“Doughboys” became the nickname for the troops of General John Pershing's American Expeditionary Forces, who traversed the Atlantic to join war-weary Allied armies fighting on the Western Front in World War I.
The Doughboys refer to the American forces in France during World War I. General John J. Pershing was their leader.
They were called the doughboys.
Doughboys. Yanks.
Doughboys
DOughboys
“Doughboys” became the nickname for the troops of General John Pershing's American Expeditionary Forces, who traversed the Atlantic to join war-weary Allied armies fighting on the Western Front in World War I.
The American troups were called doughboys in World War I.
doughboys
The Doughboys refer to the American forces in France during World War I. General John J. Pershing was their leader.

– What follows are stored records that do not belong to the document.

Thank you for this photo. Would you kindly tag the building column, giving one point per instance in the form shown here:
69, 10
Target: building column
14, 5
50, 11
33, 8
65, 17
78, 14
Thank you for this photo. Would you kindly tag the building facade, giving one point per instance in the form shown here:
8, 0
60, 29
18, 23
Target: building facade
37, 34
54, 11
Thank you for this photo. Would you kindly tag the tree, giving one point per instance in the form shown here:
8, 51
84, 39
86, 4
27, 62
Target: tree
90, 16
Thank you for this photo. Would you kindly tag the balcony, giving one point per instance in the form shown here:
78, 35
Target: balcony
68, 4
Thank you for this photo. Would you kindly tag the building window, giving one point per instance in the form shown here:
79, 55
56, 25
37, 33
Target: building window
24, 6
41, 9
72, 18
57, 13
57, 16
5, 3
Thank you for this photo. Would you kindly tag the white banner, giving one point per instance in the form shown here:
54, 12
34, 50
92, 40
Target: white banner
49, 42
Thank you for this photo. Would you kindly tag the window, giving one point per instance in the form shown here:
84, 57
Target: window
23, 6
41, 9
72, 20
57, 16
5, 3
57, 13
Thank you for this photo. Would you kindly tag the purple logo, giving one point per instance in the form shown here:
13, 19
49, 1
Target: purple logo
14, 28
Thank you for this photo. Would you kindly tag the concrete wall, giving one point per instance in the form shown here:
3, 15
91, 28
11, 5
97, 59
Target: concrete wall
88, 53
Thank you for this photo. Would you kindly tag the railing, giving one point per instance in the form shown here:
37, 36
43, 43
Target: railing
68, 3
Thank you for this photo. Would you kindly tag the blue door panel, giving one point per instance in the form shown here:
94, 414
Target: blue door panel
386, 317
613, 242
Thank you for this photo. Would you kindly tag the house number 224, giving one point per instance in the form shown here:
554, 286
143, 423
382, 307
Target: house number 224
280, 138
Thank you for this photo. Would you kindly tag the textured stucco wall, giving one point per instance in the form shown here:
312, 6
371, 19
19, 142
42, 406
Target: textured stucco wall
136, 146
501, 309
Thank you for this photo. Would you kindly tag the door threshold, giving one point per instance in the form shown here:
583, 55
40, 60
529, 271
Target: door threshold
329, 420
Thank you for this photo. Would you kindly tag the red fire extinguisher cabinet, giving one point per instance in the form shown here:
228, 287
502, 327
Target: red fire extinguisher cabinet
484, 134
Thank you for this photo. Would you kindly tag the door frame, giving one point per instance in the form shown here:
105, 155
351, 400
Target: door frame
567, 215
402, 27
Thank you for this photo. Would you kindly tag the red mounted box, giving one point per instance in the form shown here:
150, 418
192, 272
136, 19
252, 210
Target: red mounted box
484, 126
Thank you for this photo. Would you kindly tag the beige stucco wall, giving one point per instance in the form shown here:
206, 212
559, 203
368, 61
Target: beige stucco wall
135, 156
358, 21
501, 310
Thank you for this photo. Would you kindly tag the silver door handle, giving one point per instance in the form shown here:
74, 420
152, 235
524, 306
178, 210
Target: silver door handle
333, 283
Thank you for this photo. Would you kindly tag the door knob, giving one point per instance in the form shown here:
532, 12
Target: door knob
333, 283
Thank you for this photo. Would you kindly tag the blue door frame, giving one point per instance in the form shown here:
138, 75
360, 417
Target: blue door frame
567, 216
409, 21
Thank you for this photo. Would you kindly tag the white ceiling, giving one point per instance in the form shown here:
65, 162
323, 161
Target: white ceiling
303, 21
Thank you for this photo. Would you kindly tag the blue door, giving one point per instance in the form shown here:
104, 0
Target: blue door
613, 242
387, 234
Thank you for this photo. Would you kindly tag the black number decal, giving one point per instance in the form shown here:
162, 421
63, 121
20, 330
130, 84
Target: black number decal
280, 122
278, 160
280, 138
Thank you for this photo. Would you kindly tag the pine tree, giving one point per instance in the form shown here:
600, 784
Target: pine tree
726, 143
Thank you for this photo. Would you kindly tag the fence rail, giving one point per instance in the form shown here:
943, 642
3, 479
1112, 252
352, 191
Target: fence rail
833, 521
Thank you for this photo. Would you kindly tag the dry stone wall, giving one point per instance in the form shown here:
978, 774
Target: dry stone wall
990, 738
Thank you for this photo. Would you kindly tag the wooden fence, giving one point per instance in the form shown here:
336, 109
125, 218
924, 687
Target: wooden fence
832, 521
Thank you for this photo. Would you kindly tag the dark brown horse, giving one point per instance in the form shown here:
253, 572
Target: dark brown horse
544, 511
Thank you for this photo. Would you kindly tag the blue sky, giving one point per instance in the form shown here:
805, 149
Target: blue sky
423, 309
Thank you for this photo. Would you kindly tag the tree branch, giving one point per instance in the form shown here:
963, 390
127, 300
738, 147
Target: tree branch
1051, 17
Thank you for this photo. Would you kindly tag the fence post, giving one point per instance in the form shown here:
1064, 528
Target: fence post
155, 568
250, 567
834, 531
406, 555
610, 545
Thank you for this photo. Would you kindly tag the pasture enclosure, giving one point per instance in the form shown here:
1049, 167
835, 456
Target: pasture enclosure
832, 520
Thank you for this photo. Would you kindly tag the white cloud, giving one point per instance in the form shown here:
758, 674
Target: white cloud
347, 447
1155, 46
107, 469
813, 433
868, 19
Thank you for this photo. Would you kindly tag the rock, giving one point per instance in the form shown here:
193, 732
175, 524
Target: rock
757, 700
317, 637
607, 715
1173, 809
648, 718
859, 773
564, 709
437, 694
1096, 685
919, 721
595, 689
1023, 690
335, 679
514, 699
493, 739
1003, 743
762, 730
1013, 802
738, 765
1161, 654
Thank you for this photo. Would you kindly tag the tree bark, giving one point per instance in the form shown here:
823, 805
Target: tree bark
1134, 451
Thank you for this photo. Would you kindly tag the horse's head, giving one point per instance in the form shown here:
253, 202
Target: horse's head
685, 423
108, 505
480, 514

They were called the doughboys.
The doughboys were a group of allied forces during World War I. They committed many great acts of valor for the American Force during the war.
hshstyhht
Doughboys, there are only 3 remaining doughboys left. One of which is a 104-year odl from bayonne, NJ
Besides the already popular term "Yanks," US infantry soldiers in World War I were known as doughboys (the source of the nickname is not definitively established)
During World War I, as in so many other wars, soldiers from both sides were given nicknames of all sorts. The American soldiers who went 'over there' to fight were no exception, receiving nicknames such as 'doughboys' and 'Yanks,' among many others.
They are called doughboys because they carried bread and smelled like the dough all the time. So this is why there called doughboys.